= Old English Gospel of Nicodemus =

The Old English Gospel of Nicodemus is an Old English prose translation of the Latin Gospel of Nicodemus. The Old English Gospel of Nicodemus is preserved in two manuscripts (the Cambridge University manuscript and the Cotton Vitellius A. 15 manuscript in the British Library), both dating from the 11th century AD. In comparison to the Latin edition from which they are based, the manuscripts contain both minor and major differences, including various omissions and addition of numerous words, clauses, and sentences.

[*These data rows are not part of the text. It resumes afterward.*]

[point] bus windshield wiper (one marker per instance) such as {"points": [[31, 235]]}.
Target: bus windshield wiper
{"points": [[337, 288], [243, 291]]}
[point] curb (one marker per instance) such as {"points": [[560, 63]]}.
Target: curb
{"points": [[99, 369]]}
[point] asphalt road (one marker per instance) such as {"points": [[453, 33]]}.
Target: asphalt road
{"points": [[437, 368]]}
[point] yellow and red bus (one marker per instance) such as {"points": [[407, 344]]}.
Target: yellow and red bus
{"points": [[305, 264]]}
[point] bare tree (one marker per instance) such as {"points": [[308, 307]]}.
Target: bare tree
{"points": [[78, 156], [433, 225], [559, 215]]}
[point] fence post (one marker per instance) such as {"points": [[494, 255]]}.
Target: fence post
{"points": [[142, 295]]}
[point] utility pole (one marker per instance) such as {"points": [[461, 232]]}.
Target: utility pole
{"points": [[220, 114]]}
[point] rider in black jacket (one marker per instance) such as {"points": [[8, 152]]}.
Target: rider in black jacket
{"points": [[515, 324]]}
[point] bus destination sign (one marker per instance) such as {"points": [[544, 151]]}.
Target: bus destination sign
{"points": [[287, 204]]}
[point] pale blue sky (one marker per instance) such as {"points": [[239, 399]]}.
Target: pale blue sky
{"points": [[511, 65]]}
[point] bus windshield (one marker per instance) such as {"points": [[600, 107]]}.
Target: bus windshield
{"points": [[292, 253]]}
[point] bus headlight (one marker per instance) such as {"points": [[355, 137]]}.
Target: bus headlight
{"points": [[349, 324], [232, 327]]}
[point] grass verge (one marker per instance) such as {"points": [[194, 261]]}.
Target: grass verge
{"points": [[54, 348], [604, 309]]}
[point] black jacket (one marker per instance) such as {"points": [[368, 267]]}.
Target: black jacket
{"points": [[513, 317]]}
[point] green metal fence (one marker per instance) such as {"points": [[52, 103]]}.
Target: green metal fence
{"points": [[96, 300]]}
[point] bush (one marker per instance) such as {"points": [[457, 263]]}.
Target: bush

The Old English Gospel of Nicodemus contains "a sex-changed version of the grammatically masculine but otherwise ambiguous figure Infer[n]us" referred to as Seo hell, who engages in flyting with Satan, and orders him to leave "her" dwelling (Old English ut of mynre onwununge), and states that "her vivid personification in a dramatically excellent scene suggests that her gender is more than grammatical, and invites comparison with the Old Norse underworld goddess Hel and the Frau Holle of German folklore, to say nothing of underworld goddesses in other cultures." Bell says that "the possibility that these genders are merely grammatical is strengthened by the fact that an Old Norse version of Nicodemus, possibly translated under English influence, personifies Hell in the neuter (Old Norse þat helviti)".

Bell says that "to complicate the picture still further, personification itself is sporadic in the tradition" and that "in some redactions of the Latin and Old Norse Nicodemus, Hell's speaking part is taken by various loosely identified groups of denizens of the underworld," adding that Hell only appears additionally personified in the latest and most fragmentary of the four surviving Old Norse manuscripts of The Gospel of Nicodemus.